Ageing in the wild: insights on the diversity and determinants in two long-lived vertebrates
: Moullec, Héloïse
: turku
: 2026
: Annales Universitatis Turkuensis
: 430
: 978-952-02-0611-6
: 978-952-02-0612-3
: 0082-6979
: 2343-3183
: https://urn.fi/URN:ISBN:978-952-02-0612-3
Ageing, the phenotypic and physiological changes with age, is widespread across taxa. Yet, the patterns of ageing and lifespan vary remarkably both within and among species. Understanding the sources of this diversity remains a central challenge in evolutionary biology, particularly in natural populations exposed to fluctuating environments. In this thesis, I used exceptionally detailed long-term data from two long-lived vertebrates, the Asian elephant (Elephas maximus) and the Alpine swift (Apus melba), to investigate the determinants of ageing diversity in the wild.
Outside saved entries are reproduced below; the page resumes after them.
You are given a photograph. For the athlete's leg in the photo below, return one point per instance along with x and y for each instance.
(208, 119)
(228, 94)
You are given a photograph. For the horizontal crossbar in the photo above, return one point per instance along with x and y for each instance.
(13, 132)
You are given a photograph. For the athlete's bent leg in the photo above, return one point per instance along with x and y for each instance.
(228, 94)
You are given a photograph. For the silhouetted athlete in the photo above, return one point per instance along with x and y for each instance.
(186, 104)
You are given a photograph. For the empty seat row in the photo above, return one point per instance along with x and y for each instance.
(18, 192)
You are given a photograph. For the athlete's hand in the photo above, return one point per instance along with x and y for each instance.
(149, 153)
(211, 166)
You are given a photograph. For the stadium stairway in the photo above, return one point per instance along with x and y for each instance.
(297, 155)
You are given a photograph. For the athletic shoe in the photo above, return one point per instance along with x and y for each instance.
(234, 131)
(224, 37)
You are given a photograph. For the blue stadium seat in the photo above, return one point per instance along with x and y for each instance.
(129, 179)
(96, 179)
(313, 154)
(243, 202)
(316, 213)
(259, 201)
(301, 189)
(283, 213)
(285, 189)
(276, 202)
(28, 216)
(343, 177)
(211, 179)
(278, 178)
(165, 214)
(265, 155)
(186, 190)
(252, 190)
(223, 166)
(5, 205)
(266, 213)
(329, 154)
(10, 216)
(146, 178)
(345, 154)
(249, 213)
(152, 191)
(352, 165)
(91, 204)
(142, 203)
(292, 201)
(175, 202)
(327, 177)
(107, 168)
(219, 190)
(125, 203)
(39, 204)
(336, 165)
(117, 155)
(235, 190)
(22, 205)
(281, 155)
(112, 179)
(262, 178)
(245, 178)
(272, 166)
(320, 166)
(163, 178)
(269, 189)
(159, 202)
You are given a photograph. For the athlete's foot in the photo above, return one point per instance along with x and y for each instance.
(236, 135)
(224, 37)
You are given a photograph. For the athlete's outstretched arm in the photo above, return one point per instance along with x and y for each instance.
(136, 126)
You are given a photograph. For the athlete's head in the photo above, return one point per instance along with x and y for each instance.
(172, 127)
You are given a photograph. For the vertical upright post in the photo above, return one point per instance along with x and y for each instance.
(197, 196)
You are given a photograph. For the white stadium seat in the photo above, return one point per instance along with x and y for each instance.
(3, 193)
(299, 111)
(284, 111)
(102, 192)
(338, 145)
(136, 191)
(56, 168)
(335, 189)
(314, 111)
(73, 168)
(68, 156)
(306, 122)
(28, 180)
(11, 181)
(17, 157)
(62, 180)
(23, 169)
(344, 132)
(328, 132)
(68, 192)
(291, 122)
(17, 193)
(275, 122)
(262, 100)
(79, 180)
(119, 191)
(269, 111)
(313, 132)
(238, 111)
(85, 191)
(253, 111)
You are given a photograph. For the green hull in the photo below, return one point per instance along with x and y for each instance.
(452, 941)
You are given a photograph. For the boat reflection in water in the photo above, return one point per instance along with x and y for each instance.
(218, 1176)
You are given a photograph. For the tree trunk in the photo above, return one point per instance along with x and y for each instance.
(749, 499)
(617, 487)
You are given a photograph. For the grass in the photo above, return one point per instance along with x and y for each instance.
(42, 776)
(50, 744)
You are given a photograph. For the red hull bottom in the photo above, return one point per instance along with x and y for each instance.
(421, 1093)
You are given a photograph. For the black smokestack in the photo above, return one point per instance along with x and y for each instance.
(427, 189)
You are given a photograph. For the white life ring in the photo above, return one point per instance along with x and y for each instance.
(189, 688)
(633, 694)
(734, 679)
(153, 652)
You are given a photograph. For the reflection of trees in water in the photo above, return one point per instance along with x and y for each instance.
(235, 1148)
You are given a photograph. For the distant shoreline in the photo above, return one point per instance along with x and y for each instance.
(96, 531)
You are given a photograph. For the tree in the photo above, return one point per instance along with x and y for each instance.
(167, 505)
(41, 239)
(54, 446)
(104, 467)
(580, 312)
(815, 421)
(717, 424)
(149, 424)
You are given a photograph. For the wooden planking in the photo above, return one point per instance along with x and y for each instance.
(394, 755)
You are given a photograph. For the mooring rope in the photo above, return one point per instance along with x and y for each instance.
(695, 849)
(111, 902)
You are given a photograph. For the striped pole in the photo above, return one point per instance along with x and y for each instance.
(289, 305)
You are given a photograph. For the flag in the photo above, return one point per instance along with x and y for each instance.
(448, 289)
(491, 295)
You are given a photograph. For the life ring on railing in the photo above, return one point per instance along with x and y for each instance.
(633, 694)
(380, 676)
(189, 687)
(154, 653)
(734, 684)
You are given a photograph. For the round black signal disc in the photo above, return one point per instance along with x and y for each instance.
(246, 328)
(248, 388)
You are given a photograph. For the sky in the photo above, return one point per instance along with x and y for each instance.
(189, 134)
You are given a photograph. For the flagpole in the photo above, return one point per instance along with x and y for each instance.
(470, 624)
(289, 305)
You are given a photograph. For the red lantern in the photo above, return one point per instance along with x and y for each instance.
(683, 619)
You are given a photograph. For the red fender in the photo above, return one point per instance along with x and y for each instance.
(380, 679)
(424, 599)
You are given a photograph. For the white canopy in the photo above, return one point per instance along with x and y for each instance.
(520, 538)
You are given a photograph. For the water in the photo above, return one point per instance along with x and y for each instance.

I first determined the age-related changes in biometric traits, reproductive traits, and parasite load in the Alpine swift, revealing clear senescence across multiple traits, but also pronounced asynchrony in the onset and rate of senescence between traits and between sexes. Then, I investigated the transgenerational effects of senescence by examining how parental age at conception shapes offspring life histories in the same population. I revealed sex-specific effects: while older mothers and fathers produced larger offspring before fledging, older fathers produced sons with higher parasite loads and shorter lifespans. Finally, I investigated the genetic basis of lifespan and survival variation in the Asian elephant population. I found substantial additive genetic variance and heritability for lifespan in both sexes, and for survival early in life (0 to 5 years old), which declined to near zero thereafter. I also found low cross-sex genetic correlation, suggesting sex-specific genetic architecture for lifespan. Across all chapters, environmental conditions emerged as a major modulator of ageing. Adverse early-life environments in Alpine swifts and spatiotemporal environmental variation in Asian elephants each explained significant variation in lifespan. Overall, this thesis provides an integrative perspective on ageing in the wild, demonstrating that ageing diversity arises from the combined influence of genetic factors, parental effects, life-history strategies, sex differences, and environmental conditions experienced across the lifespan.